American murder suspect

Vernon Henry (born March 12/13, 1952) is an American murder suspect in the familicide killings in August 1996 of his wife and daughter in the Athol, Idaho residence they shared. Though he hasn't been arrested as of 2025, he is still wanted by local and Idaho State Police and the Federal Bureau of Investigation. According to police, Henry was an anti-government type survivalist who somehow generated money for funding his escape.

==Family background and domestic violence==
Vernon Henry's wife Connie Marie Henry (1953 or 1954–August 11 or 12, 1996) was under a strong domestic violence situation. Vernon often attacked and verbally abused Connie and her children during their marriage. Among the oldest was Heather Jenee Henry (1978 or 1979–August 11 or 12, 1996). The couple often had major arguments according to the other children at their residence at the time. Police believe that he may have planned the murders ahead of time.

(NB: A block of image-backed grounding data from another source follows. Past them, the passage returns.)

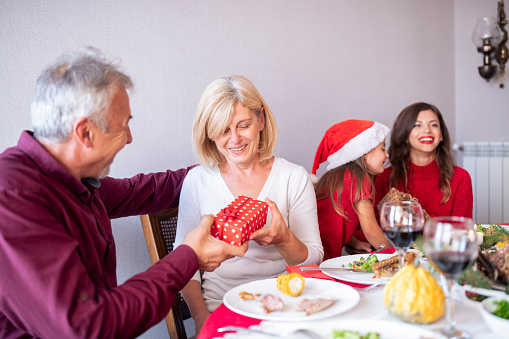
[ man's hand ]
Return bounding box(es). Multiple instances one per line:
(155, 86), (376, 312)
(249, 198), (290, 246)
(182, 214), (248, 271)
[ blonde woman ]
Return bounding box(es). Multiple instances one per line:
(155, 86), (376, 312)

Henry had an intense obsession with fishing and once worked at an upholstery shop in the area.

==Shooting==
On August 11 or 12, 1996, a heated and violent argument erupted: Connie Marie Henry said she'd had enough of Vernon being controlling and acting violent toward her and the children; she threatened leaving Vernon at that point. This was right after Heather Jenee (age 17 or 18) arrived home from a night with her boyfriend. After around five to eight minutes, Vernon Henry walked angrily to the closet of the residence, grabbed a pistol (or revolver) and fatally shot Connie Marie and Heather to death near the other children. According to the 12 year old son, Henry fled the scene in his red or maroon 1986 Toyota Camry four-door passenger vehicle. The Henry family's then 12-year-old son dialed the 9-1-1 emergency number; a daughter, age seven or eight, woke up after hearing the gunfire. Another daughter, age five, was not awakened by the shots.

==In popular culture==
Vernon Ray Henry was portrayed starting in 1996 on Fox's criminal catching show America's Most Wanted (then hosted by John Walsh) Season 11 Episode 12 and on Unsolved Mysteries.